Of course the problem may be solved within Newtonian mechanics quite trivially, by realizing that the only way the segment can remain (a) horizontal and (b) of fixed length is if the initial conditions are y_{A}(0)=y_{B}(0), v_{A,x}(0)=v_{B,x}(0) and v_{A,y}(0)=v_{B,y}(0).

Therefore it doesn't make sense demanding that the segment can satisfy conditions (a) and (b) if the initial conditions are different. It suffices to write Newton's equations along x and y for the two particles to show this.

Then Newton's equations ensure that y_{A}(t)=y_{B}(t) and that |x_{A}(t)-x_{B}(t)|=|x_{A}(0)-x_{B}(0)| which every first year student learns in the first few weeks.

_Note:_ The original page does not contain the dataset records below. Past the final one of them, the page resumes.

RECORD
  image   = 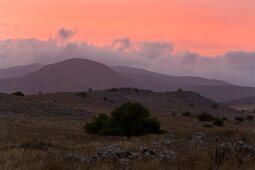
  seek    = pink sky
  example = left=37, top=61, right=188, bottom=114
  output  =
left=0, top=0, right=255, bottom=55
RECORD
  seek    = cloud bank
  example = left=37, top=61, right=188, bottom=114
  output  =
left=0, top=28, right=255, bottom=86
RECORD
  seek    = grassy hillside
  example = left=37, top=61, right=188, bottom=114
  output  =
left=0, top=89, right=255, bottom=170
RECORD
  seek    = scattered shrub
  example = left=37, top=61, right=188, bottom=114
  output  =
left=77, top=92, right=88, bottom=98
left=203, top=124, right=213, bottom=128
left=182, top=112, right=192, bottom=116
left=212, top=103, right=219, bottom=109
left=85, top=102, right=162, bottom=138
left=134, top=88, right=140, bottom=93
left=108, top=88, right=118, bottom=92
left=12, top=91, right=25, bottom=97
left=198, top=112, right=214, bottom=121
left=213, top=117, right=224, bottom=127
left=85, top=114, right=109, bottom=134
left=222, top=117, right=228, bottom=121
left=178, top=89, right=183, bottom=92
left=235, top=117, right=244, bottom=122
left=246, top=115, right=254, bottom=121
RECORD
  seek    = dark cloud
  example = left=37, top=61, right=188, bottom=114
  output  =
left=0, top=22, right=7, bottom=27
left=57, top=28, right=75, bottom=42
left=111, top=38, right=132, bottom=50
left=0, top=29, right=255, bottom=86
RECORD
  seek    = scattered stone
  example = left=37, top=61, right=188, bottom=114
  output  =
left=140, top=147, right=158, bottom=158
left=191, top=132, right=206, bottom=144
left=96, top=144, right=122, bottom=158
left=159, top=151, right=176, bottom=162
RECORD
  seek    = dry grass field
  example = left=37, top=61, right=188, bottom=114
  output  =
left=0, top=88, right=255, bottom=170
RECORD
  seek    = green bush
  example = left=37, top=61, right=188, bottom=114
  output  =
left=85, top=114, right=109, bottom=134
left=235, top=117, right=244, bottom=122
left=85, top=102, right=162, bottom=138
left=12, top=91, right=25, bottom=97
left=198, top=112, right=214, bottom=121
left=246, top=115, right=254, bottom=121
left=182, top=112, right=192, bottom=116
left=222, top=117, right=228, bottom=121
left=203, top=124, right=213, bottom=128
left=212, top=103, right=219, bottom=109
left=213, top=117, right=224, bottom=127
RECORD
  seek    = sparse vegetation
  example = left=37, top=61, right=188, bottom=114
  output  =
left=182, top=112, right=192, bottom=116
left=213, top=117, right=224, bottom=127
left=77, top=92, right=88, bottom=98
left=235, top=117, right=244, bottom=122
left=246, top=115, right=254, bottom=121
left=85, top=102, right=161, bottom=138
left=109, top=88, right=118, bottom=92
left=222, top=117, right=229, bottom=121
left=12, top=91, right=25, bottom=97
left=177, top=89, right=183, bottom=92
left=212, top=103, right=219, bottom=109
left=198, top=112, right=214, bottom=121
left=203, top=124, right=213, bottom=128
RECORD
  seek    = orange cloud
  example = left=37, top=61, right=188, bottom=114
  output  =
left=0, top=0, right=255, bottom=55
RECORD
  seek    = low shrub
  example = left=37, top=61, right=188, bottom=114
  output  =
left=212, top=103, right=219, bottom=109
left=203, top=124, right=213, bottom=128
left=235, top=117, right=244, bottom=122
left=182, top=112, right=192, bottom=116
left=246, top=115, right=254, bottom=121
left=222, top=117, right=228, bottom=121
left=12, top=91, right=25, bottom=97
left=77, top=92, right=88, bottom=98
left=198, top=112, right=214, bottom=121
left=84, top=102, right=162, bottom=138
left=213, top=117, right=224, bottom=127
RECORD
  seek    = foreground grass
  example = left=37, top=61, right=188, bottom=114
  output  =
left=0, top=115, right=255, bottom=170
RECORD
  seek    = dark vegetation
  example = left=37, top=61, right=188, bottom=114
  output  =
left=85, top=102, right=162, bottom=138
left=182, top=112, right=192, bottom=116
left=12, top=91, right=25, bottom=97
left=235, top=117, right=244, bottom=122
left=213, top=117, right=224, bottom=127
left=246, top=115, right=254, bottom=121
left=198, top=112, right=214, bottom=121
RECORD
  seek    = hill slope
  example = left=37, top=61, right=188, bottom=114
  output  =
left=0, top=64, right=43, bottom=79
left=0, top=59, right=129, bottom=94
left=185, top=86, right=255, bottom=102
left=28, top=88, right=236, bottom=115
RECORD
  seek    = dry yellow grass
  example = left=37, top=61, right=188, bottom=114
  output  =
left=0, top=111, right=255, bottom=170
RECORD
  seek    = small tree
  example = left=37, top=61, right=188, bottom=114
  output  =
left=198, top=112, right=214, bottom=121
left=212, top=103, right=219, bottom=109
left=12, top=91, right=25, bottom=97
left=85, top=102, right=162, bottom=138
left=213, top=117, right=224, bottom=127
left=235, top=117, right=244, bottom=122
left=246, top=115, right=254, bottom=121
left=182, top=112, right=192, bottom=116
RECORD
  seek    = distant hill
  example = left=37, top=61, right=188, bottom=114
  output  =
left=111, top=66, right=231, bottom=91
left=223, top=96, right=255, bottom=112
left=25, top=88, right=237, bottom=116
left=0, top=58, right=255, bottom=102
left=0, top=59, right=129, bottom=94
left=185, top=86, right=255, bottom=102
left=0, top=64, right=43, bottom=79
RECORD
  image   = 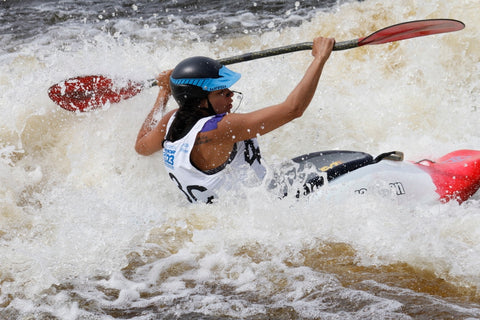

Newton's equations, also, imply that a Galilean transformation along x is consistent with these relations, since the force along x is zero...

And the statement that the vertical distance could change is, just, wrong. There's just no way it could change; it can be shown to be a constant of motion, by writing the equation satisfied by the relative distance, y_{A}(t)-y_{B}(t), namely d^{2}(y_{A}(t)-y_{B}(t))/dt^{2}=0, since the acceleration is constant along y and the same for both particles-and both particles are assumed to have the same initial velocity along y.

In fact it's, also, trivial to see from Newton's equations, that, if the two particles are subject to the same force along x, the segment will remain horizontal and of fixed length; it will just be accelerating along x. Motion along x is independent of motion along y...

The equation for y_{A}(t)-y_{B}(t) isn't invariant under transformations to a non-inertial frame; in Newtonian mechanics these would be transformations of time that aren't linear functions of time. But that's no surprise. (And Lorentz transformations are transformations that are linear in the coordinates.)